Por: Columnista invitado

El imperio enviciado

Por: Alberto López de Mesa

En Estados Unidos, la empresa Quest Diagnostics Druc Testing Index, responsable de analizar el consumo interno de cocaína, en su último reporte confirma la tendencia, desde el 2015, al aumento acelerado del consumo en personas entre los 15 y 65 años, con cifras alarmantes en Nueva York, Washington, Filadelfia y San Francisco. Ante tal evidencia, la DEA y el Congreso gringo no dudaron en culpar a Colombia del enviciamiento de su población, con el argumento de que aquí también han aumentado los cultivos de coca, la producción de cocaína y el narcotráfico.

El presidente Trump se manifestó amenazando con sanciones, desertificaciones y embargos para que el país se apure en practicar la aspersión del herbicida glifosato, la erradicación forzada de cultivos ilícitos y la persecución decidida a los productores y traficantes de cocaína.

Los colombianos tenemos pruebas históricas y fehacientes de lo fallidas que han sido la fumigación aérea, la persecución policiva a los cultivadores y en general todas las medidas prohibitivas sin los cambios estructurales en lo económico y en lo cultural, que implicaría una seguridad y un desarrollo sostenible del campo, que propicie el remplazo de las plantas prohibidas por cultivos lícitos y formales. Sin embargo, el gobierno, intimidado por el refunfuño imperial, se apuró a atender la amenaza, mostrando que si tenía voluntad de frenar la proliferación de cultivos de coca: entonces aumentó la presencia de la policía antinarcóticos en las regiones, adelantó programas para la erradicación voluntaria y/o forzada de cultivos de coca, con la consecuente reacción de las bandas del narcotráfico, que en Urabá, Chocó, Cauca y Nariño, se mueven como dueños y señores, sobornando a los gobiernos municipales y presionando con armas a los campesinos para que continúen sembrado la materia prima del producto con mayor demanda en Estados Unidos.
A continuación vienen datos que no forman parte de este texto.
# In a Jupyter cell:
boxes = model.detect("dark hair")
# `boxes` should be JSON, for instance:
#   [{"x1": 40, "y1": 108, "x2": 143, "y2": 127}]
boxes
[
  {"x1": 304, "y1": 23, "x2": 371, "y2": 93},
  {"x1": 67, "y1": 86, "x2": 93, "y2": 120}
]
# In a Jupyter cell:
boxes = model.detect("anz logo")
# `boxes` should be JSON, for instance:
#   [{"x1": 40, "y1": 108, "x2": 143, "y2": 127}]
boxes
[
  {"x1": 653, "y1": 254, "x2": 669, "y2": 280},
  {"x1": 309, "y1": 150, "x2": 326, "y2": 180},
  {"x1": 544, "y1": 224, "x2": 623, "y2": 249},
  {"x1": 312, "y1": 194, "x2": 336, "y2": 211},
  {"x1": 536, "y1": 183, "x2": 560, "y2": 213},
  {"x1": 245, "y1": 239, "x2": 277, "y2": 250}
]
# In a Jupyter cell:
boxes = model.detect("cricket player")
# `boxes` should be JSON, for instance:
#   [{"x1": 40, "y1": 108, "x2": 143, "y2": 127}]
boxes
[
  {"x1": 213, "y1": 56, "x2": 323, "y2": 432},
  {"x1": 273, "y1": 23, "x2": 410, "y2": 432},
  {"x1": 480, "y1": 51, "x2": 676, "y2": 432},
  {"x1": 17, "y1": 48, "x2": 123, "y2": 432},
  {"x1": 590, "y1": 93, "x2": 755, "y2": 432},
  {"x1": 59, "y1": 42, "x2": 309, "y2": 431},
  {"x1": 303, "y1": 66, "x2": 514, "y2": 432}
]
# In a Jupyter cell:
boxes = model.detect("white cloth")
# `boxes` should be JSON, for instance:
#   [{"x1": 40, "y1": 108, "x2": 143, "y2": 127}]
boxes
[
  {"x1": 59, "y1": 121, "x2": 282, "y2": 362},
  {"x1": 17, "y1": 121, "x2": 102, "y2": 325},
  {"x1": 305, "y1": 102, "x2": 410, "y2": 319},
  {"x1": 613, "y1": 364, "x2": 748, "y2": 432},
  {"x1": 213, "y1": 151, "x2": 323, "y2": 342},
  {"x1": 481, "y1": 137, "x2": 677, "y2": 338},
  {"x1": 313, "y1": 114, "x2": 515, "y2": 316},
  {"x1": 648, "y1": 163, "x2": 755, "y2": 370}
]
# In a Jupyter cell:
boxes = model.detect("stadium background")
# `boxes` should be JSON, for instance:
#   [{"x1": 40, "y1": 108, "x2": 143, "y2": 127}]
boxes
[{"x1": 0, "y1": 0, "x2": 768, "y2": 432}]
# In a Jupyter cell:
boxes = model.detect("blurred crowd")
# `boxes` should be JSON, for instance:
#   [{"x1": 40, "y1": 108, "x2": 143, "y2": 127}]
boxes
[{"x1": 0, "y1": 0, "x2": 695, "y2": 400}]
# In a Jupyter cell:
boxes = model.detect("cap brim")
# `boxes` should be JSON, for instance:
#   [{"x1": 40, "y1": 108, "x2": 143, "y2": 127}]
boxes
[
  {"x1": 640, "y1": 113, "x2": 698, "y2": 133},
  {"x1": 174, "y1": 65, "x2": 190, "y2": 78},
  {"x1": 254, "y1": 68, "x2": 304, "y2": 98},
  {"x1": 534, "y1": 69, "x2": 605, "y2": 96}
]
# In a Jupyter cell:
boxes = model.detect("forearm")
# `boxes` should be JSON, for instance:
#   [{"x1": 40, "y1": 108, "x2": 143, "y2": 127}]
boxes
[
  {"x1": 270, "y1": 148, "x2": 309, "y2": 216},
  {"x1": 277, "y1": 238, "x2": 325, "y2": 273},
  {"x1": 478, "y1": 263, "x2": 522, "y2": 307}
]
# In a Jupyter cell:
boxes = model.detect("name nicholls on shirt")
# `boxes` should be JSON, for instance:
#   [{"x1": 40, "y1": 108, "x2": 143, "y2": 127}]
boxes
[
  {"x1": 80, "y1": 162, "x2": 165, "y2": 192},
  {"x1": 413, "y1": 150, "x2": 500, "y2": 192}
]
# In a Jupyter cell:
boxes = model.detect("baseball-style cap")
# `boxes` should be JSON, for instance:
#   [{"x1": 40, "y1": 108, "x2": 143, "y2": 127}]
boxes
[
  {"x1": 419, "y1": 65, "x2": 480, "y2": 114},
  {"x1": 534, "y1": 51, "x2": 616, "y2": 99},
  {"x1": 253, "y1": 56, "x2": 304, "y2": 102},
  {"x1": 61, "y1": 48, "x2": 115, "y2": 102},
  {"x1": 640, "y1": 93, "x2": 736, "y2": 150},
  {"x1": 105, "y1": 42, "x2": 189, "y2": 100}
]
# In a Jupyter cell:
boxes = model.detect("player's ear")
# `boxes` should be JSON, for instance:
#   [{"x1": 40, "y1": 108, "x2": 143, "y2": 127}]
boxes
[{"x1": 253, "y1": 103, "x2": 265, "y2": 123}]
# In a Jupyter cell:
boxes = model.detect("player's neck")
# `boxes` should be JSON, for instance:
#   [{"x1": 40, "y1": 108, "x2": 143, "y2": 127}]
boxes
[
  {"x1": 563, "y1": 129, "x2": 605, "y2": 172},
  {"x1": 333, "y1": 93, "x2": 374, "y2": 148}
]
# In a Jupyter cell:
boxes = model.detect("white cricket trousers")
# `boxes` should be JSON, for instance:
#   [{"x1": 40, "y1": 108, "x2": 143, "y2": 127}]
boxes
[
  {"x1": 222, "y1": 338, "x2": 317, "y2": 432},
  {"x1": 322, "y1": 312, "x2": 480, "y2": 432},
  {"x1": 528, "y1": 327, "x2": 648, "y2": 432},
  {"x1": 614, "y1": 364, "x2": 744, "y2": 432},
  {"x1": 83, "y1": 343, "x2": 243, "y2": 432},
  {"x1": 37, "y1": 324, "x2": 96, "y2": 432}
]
En ese pandemonio de ambiciones, descreimiento, abandono y miseria, los nativos y los campesinos viven en una zozobra sin destino, mueren a diario los que desobedecen al poder imperante en la región o los que denuncian la corrupción rampante.

El asesinato de los siete campesinos por parte de la policía antinarcóticos en Tumaco, es el caso patético que evidenciaron los noticieros, pero igual, en toda la ruralidad colombiana, a diario, hay crimines de los que no se enteran los medios de comunicación, todos resultados de este zaperoco mortal que nos obligó el imperio.

Los norteamericanos no aceptan ni quieren asumir su responsabilidad en el drama del narcotráfico. Supongamos, en un instante de ficción, que un gobernante colombiano se atreviera a decretar un embargo cocainero a los EE.UU., que durante un tiempo no saliera de aquí ni un gramo de cocaína, les aseguro que en tres días de abstención la ansiedad destruiría al imperio enviciado.